BRAINERD – Last week, a brood of 1-day-old wood duck ducklings — 11 in all — leapt into life from a wood duck nesting box I placed on my acreage located a few miles south of town.
It was gratifying to know I had provided a safe haven for the hen wood duck while she had spent the past 30 days or so incubating her clutch.
But all was not rosy on the Marchel property.
Of the 13 nesting boxes I monitor on my land, the hen wood duck occupied one of only four boxes being used. Two of those boxes were occupied by hooded mergansers, the other by a hen wood duck. Last spring only five of my wood duck nesting boxes were used.
During a typical spring about eight or nine of my boxes are occupied. We all know this spring, weather-wise, was far from typical. My ponds were ice covered into early May. Was that the reason for my lack of occupied nesting boxes? Is the fact that the Minnesota's wood duck bag limit was raised from two birds daily to three starting in 2011 a reason. Or does the fact the duck hunting season in Minnesota has opened a week earlier the past two seasons, resulting in a higher kill of local wood ducks, have an effect on the number of birds returning in the spring?
I realized, of course, two years of limited nesting of wood ducks on my land is no reason to jump to conclusions of any kind. Some research was in order.

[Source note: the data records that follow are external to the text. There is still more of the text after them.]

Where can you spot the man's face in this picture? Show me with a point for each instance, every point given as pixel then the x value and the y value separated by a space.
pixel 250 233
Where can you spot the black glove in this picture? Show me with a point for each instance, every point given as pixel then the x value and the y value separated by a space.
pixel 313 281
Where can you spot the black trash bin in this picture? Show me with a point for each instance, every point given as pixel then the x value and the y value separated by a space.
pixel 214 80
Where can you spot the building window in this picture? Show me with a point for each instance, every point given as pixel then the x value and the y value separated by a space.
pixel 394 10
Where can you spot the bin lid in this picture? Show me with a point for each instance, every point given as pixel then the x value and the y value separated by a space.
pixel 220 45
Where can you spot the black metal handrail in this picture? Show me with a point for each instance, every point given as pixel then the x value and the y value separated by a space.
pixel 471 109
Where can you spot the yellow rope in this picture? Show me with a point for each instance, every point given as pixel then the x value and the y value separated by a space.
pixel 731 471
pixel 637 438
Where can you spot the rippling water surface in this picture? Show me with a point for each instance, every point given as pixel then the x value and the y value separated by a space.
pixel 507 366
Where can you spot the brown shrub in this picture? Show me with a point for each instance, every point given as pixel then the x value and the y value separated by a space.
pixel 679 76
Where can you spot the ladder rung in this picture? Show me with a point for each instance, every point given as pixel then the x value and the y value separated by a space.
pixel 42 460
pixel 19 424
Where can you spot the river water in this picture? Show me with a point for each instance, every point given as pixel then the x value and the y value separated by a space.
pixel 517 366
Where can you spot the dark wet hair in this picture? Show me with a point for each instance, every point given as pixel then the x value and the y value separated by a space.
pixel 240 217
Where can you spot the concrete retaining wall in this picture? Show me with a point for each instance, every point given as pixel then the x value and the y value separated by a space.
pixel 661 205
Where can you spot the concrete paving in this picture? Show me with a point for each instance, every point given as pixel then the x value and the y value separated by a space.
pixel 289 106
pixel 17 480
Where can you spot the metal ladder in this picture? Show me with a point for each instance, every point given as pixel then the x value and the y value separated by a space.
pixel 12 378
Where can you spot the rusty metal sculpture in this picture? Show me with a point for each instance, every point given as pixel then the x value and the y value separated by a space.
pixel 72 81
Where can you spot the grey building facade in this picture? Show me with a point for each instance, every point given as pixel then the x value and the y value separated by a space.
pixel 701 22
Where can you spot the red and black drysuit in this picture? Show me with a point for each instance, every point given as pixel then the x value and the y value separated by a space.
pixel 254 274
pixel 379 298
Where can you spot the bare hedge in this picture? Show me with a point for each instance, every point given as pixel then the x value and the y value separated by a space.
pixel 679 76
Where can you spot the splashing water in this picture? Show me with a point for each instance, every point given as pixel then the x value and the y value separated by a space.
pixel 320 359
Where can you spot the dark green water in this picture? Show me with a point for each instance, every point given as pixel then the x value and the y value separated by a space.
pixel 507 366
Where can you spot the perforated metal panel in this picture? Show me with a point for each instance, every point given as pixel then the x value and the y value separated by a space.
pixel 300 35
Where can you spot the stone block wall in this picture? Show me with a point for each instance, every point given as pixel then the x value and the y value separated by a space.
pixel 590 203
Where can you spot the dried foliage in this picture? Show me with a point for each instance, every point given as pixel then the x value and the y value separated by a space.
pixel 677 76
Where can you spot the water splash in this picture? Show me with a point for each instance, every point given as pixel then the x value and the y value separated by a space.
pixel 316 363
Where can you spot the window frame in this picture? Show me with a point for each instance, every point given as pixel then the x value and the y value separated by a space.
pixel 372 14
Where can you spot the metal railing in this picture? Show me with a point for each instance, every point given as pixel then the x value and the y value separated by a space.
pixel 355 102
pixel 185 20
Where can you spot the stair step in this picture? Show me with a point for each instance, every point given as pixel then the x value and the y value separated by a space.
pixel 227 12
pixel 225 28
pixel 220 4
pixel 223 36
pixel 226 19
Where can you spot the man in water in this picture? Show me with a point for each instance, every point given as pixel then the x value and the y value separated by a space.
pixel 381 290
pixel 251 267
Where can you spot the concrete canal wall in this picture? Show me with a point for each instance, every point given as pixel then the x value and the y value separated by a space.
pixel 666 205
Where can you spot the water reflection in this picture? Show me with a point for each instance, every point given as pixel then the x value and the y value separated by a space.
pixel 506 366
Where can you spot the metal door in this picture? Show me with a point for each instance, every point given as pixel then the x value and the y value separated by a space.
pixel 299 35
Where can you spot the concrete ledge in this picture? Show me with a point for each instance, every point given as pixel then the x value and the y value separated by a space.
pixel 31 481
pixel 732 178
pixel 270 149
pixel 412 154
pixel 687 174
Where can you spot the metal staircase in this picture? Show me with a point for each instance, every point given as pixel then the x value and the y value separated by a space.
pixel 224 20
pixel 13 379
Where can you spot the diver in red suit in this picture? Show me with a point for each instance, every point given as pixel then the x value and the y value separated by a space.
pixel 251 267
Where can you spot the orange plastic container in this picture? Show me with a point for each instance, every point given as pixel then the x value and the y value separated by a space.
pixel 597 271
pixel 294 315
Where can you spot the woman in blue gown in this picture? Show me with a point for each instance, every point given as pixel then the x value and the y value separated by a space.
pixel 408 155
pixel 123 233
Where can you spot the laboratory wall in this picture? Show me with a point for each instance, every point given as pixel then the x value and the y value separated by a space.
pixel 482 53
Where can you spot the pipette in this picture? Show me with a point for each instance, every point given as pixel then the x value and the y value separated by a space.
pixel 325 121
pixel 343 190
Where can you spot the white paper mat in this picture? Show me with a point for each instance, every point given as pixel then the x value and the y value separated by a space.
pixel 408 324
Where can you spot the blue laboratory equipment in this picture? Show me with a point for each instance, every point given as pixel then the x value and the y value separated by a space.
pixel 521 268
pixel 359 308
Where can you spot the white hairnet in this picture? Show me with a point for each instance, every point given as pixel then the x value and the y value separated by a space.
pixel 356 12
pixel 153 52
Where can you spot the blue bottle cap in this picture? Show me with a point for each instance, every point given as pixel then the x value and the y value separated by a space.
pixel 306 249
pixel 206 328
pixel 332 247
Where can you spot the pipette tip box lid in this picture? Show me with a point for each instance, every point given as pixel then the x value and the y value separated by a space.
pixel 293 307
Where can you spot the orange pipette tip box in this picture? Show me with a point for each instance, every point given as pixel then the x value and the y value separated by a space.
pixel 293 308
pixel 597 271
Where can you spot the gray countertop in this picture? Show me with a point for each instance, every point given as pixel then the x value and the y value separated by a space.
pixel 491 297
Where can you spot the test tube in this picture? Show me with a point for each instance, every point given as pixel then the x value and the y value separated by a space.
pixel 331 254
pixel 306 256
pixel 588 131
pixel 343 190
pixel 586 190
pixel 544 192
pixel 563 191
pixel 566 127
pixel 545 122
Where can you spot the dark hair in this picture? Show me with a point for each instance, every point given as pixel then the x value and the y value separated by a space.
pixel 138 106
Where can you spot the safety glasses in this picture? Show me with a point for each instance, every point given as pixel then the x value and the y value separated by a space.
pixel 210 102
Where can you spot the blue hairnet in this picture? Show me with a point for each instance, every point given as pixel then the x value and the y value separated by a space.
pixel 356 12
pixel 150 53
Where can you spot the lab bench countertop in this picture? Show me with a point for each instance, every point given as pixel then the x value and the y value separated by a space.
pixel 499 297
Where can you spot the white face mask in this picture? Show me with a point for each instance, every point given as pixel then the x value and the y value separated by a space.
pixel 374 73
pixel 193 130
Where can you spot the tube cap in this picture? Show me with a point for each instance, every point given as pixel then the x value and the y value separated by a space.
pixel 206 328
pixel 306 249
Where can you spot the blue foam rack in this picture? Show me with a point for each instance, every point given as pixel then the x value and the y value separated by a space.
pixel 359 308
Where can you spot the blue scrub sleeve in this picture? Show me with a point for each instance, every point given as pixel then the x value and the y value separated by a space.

My first contact was Roger Strand, of New London, Minn. Strand has placed and maintained wood duck nesting boxes dating to the early 1950s. He is the editor of Newsgram, a publication produced three times per year by the Wood Duck Society. Strand monitors about 100 wood duck nesting boxes in the New London area and is known nationwide as an authority on wood ducks.
"Despite the late spring thaw, about the only change I've noted this spring is wood duck nesting is about three to four weeks behind," Strand said.